MiniMax positioned M2.7 mainly as a coding and agentic model, and its reported scores cluster around software engineering and tool-use tasks. The numbers below come from MiniMax's announcement and were repeated across coverage of the release.
| Benchmark | Score | What it measures |
|---|---|---|
| SWE-Pro | 56.22% | Real-world software engineering tasks |
| Terminal Bench 2 | 57.0% | Command-line and terminal tasks |
| SWE Multilingual | 76.5 | Software fixes across multiple languages |
| Multi SWE Bench | 52.7 | Multi-repository software engineering |
| VIBE-Pro | 55.6% | Coding and product tasks |
| NL2Repo | 39.8% | Building a repository from a natural-language spec |
| MLE Bench Lite | 66.6% medal rate | 22 machine-learning engineering competitions |
| GDPval-AA | 1495 ELO | Economically valuable knowledge work |
| Toolathon | 46.3% | Tool-use accuracy |
| MM Claw | 62.7% | End-to-end agent task accuracy |
On the MLE Bench Lite set of 22 competitions, MiniMax reported a best run of 9 gold, 5 silver, and 1 bronze medal, for an average 66.6% medal rate. The company framed the SWE-Pro result as approaching the level of much larger frontier systems while running at a fraction of their cost. As with the self-development numbers, these are vendor-reported scores; readers comparing models should check independent leaderboards where available.

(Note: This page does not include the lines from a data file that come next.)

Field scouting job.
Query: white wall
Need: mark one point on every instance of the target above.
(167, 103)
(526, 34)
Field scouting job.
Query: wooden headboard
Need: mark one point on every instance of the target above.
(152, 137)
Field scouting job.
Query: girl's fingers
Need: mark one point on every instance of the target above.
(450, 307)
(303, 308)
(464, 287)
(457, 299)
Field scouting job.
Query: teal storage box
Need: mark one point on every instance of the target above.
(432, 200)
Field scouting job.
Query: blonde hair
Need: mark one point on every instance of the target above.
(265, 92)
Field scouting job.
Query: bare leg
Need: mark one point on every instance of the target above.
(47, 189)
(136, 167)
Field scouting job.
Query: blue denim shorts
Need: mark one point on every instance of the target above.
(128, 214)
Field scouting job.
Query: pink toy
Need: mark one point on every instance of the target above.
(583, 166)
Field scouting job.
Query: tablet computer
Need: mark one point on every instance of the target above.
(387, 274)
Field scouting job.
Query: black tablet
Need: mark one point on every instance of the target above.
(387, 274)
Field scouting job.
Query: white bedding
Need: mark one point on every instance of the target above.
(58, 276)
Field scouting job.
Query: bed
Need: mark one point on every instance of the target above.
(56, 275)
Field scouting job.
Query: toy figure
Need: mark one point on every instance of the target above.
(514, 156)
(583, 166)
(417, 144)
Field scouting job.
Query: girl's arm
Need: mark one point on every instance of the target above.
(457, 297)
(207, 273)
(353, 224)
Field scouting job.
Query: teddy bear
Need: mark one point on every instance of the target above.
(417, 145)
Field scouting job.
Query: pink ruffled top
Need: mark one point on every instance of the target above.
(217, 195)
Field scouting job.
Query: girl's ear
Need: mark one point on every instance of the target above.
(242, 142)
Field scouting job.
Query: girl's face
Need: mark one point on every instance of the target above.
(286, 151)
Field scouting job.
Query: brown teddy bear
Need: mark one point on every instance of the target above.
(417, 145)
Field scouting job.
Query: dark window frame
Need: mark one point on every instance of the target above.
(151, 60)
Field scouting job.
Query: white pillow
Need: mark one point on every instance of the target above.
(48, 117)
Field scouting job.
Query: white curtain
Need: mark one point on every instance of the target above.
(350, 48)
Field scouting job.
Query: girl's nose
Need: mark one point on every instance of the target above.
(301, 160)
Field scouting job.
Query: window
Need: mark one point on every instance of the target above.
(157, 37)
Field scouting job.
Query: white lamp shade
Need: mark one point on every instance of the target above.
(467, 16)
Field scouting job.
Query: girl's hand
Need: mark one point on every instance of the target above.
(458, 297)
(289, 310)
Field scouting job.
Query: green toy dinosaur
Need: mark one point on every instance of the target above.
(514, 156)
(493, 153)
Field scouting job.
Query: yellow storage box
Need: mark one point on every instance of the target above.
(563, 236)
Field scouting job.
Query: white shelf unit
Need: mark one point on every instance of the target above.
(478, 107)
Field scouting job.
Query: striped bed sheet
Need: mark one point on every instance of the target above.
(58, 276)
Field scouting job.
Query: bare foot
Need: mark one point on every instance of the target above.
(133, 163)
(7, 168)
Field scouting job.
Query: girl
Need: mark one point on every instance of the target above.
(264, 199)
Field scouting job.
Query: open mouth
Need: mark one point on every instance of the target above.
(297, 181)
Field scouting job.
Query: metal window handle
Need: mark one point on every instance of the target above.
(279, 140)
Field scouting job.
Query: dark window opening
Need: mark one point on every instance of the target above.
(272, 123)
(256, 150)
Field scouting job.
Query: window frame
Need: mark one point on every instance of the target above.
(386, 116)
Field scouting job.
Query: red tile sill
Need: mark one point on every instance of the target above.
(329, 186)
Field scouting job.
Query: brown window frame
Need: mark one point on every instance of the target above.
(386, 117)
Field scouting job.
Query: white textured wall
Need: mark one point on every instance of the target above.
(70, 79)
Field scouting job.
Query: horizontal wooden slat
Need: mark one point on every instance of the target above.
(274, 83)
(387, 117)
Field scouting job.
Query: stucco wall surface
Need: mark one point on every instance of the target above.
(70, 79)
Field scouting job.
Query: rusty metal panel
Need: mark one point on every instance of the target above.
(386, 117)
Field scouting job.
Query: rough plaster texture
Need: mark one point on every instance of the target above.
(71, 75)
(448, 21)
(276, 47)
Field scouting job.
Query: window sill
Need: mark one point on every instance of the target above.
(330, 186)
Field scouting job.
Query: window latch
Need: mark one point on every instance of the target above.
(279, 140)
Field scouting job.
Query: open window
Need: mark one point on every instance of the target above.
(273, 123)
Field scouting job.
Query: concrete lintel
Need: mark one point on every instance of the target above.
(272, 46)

At launch on March 18, 2026, M2.7 was offered through the MiniMax Agent product and the MiniMax API platform, including a dedicated coding plan, and through OpenRouter. NVIDIA also made it available as an optimized NIM microservice in its catalog, with the company reporting throughput gains on Blackwell Ultra hardware over the following month.
Open weights followed in April 2026, when MiniMax published the model to Hugging Face under the repository MiniMaxAI/MiniMax-M2.7. The license is a modified-MIT variant that restricts commercial use without written authorization from MiniMax, which makes M2.7 open weights rather than fully open source in the usual sense. Quantized community builds, including NVFP4 and GGUF formats, appeared shortly after for local use. On hosted APIs the model was priced cheaply for its capability, around $0.30 per million input tokens and $1.20 per million output tokens, with a discounted rate for cache hits.